Taken from the Wild and Transformed

Here’s an update from the NTM website. It’s crazy to imagine that someday (if God allows) this will be us! Translating the Bible into the language and culture of a indigenous people group will extremely difficult. So please join with us in prayer now as we continue our training to prepare us for the field!


Scott Phillips was stumped.

How would he explain the truths of Ephesians 3 to the Dao believers who live in such a remote area of “Asia Pacific”? How would he tell them that they were “Gentile people, but have now been undeservedly given the place of fellow heirs of the Gospel” with Jewish believers?

As Scott gathered with four Dao Bible teachers to review the lesson he started by reading the verses and then asked, “What do you think about these verses? Do you think you know what they are talking about?”

After several seconds of thinking on the verses Daapoi spoke. With a half-grin on his face, he looked at Scott and said, I think I get it.”

“You see there are two types of pigs here in our lands. The domesticated pigs we call ekena but the wild pigs we call tapiyaa.

“When we are out hunting a wild pig, every so often after we kill the pig we find that it has a few young wild piglets. So we take these little wild piglets, put them in our string bags and carry them back to our house.

“When we get to the house we will take the pig and find the teeth that will eventually turn into its tusks and we yank them out. Then we put the piglet back in the bag and just leave it hanging on the wall of the house until it gets used to its new surroundings. We begin to mash up sweet potatoes and feed the baby wild pig by hand until it is used to our presence and understands that we take care of it.

“Then we teach it to recognize our voice and our pig calls, so that when we call the other domesticated pigs the wild pig will also respond to our calls and come running to us. We wait and watch and feed it until it learns and responds to our pig calls. Then at the moment it begins to respond to our calls, and knows our voice and sees us as it’s caregiver we say, ‘This is no longer a wild pig but from this point on it is a domesticated pig.'”

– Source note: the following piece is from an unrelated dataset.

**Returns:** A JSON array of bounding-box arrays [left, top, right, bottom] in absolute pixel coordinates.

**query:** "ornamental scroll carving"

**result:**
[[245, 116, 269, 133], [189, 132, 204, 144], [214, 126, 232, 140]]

The other three Bible teachers — Debatoma, Kogipiyaa and Paatoma — began to take turns chiming in. “Yeah! That is exactly what God did for us isn’t it!” … “We Dao people are not part of the Jewish people but are Gentiles and so we were like wild pigs that had no place with God’s group of people.” … “But He has taken us from the jungle and transformed us and given us a place in His home.” … “That’s right! And He has taken care of us and fed us by His hand, and He has taught us His words and now calls us His own even though we were once nothing but wild and undeserving!” … “That is what these verses are talking about isn’t it?”

Scott laughed with joy at this awesome cultural illustration. He had just spent nearly six days wracking his brain for a way to explain this to these guys and couldn’t think of anything. But God’s Spirit working in them through His Word led them to this awesome truth in a matter of seconds.

“God is doing His work.” Scott wrote. “God’s Spirit is still working in places like Dao and all over the world … changing hearts. God’s Spirit is the greatest teacher of all teachers, teaching people in ways that we missionaries never could. As the Dao people would say, “Taking people from the jungle and changing them from wild tapiyaa into wonderfully transformed ekena.”

“Please continue to pray for the Dao Bible teachers and believers that they will continually be transformed by God’s Spirit and fall more and more in love with God’s Word as they study it and teach it.”